Security is enhanced when a (well-trained) security officer is given license to think and decide on their own, in the moment.  Perhaps there needs to be a protocol for how to make an exception to a rule?

2 Comments

  1. A.B. Slatkin on April 5, 2017 at 5:05 pm

    No set of rules will be perfect over all possible scenarios (even if the rules include a specific protocol for bending or breaking them). Fundamentally, the challenge is trusting that the judgment of the those executing the rules is sound. Provided that their judgment is trustworthy, then allowing them bend or break rules as appropriate should be ok. Of course, if their judgment is suspect, then they should not be given responsibility for making necessary decisions even WITHIN the set of rules. The difficulty here is that all this decision making carries liability, and we live in a CYA country. Giving responsibility (and methods) for security personnel to act on their own volition can only work if those officers are confident that their decisions will not be unfairly second-guessed after the fact. There is “safety” FOR THE OFFICERS to operate entirely within the framework of the rules (it mitigates the risk of being disciplined for making a wrong call) even when the safety and security OF THE SITE is not best served.

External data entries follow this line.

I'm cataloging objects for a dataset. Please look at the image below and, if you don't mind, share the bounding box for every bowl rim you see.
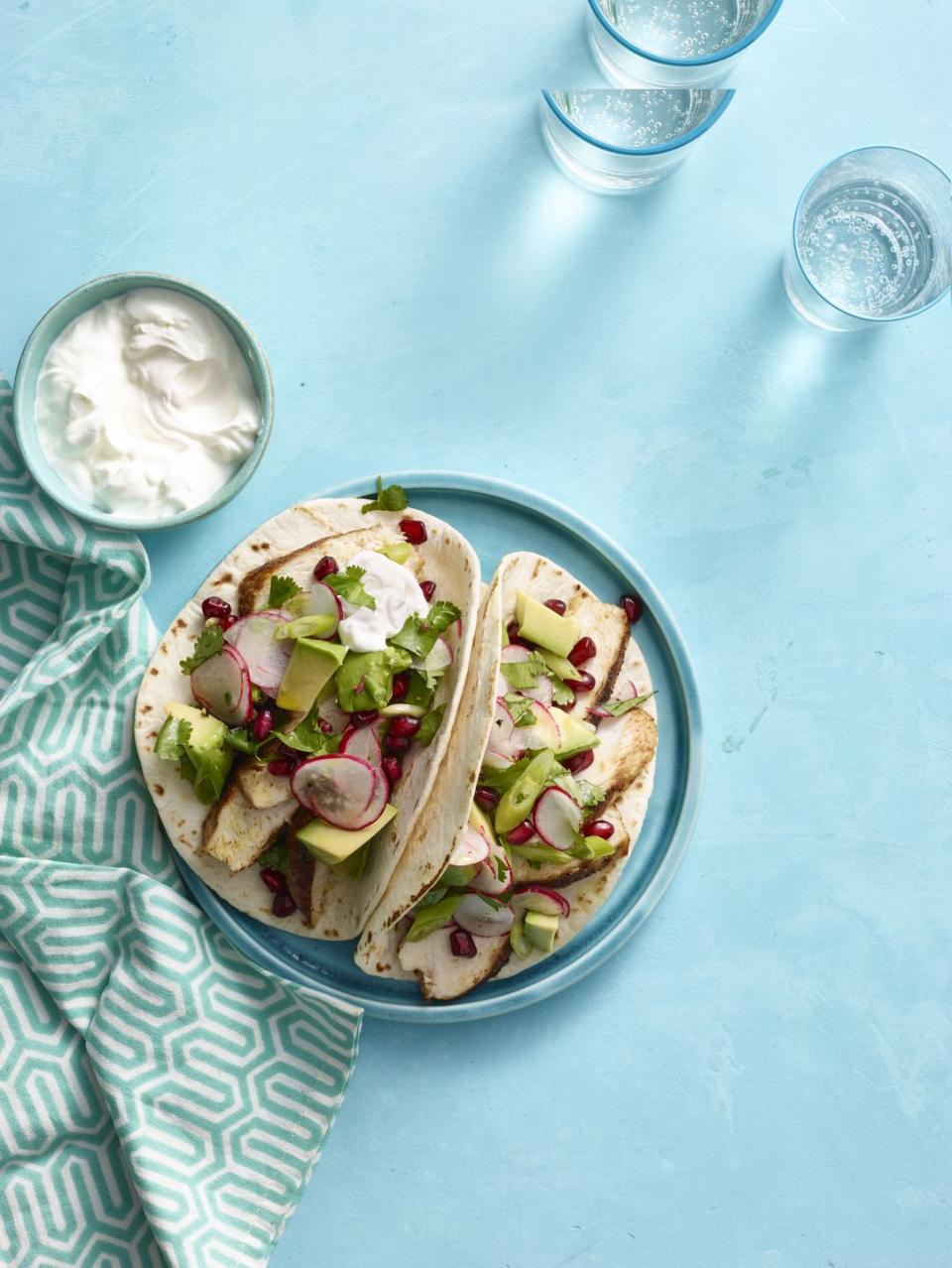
[13,269,274,533]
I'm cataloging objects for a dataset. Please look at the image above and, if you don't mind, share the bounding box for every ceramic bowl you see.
[13,273,274,533]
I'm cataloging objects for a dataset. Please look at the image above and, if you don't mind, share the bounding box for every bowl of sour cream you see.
[13,273,274,530]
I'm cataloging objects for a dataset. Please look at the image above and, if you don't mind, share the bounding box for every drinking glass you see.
[588,0,783,87]
[541,87,734,194]
[783,146,952,331]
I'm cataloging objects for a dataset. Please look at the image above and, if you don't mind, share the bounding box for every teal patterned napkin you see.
[0,382,360,1268]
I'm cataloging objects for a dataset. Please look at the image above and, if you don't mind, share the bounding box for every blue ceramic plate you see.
[178,471,702,1022]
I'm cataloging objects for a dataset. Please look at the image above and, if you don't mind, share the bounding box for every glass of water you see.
[783,146,952,331]
[588,0,783,87]
[541,87,734,194]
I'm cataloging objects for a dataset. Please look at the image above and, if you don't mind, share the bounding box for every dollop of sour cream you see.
[337,551,429,652]
[36,287,261,519]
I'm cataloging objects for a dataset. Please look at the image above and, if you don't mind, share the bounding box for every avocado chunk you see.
[297,806,397,867]
[278,638,347,712]
[550,706,598,760]
[165,699,228,752]
[523,912,559,951]
[516,589,582,656]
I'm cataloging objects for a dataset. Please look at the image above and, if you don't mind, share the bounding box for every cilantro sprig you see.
[360,475,410,515]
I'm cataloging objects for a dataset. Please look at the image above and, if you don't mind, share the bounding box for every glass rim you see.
[588,0,783,65]
[792,146,949,324]
[542,87,737,156]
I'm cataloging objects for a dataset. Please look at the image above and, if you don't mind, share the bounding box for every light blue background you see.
[0,0,952,1268]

    Ideally, the security officers will be bright and rational, and with such people, you can get away with less detailed operating procedures and work instructions. And you can trust them to make good calls in the heat of battle. On the other hand, if the officers are not capable of making good decisions, then no amount of rules or procedures can fix that.

  2. RDS on April 5, 2017 at 9:36 pm

    Dear Staff:

    I liked your blog post on ‘letter of the law’. I have felt for decades that security officers especially need to be empowered to make their own decisions, as long as they have the intelligence and been trained.

    I’ve written a couple of blog posts on this as well in the past few months. It’s nice to know that what I’ve been ‘preaching’ for decades are finally coming to fruition. Thanks for your time and Have A Safe Day!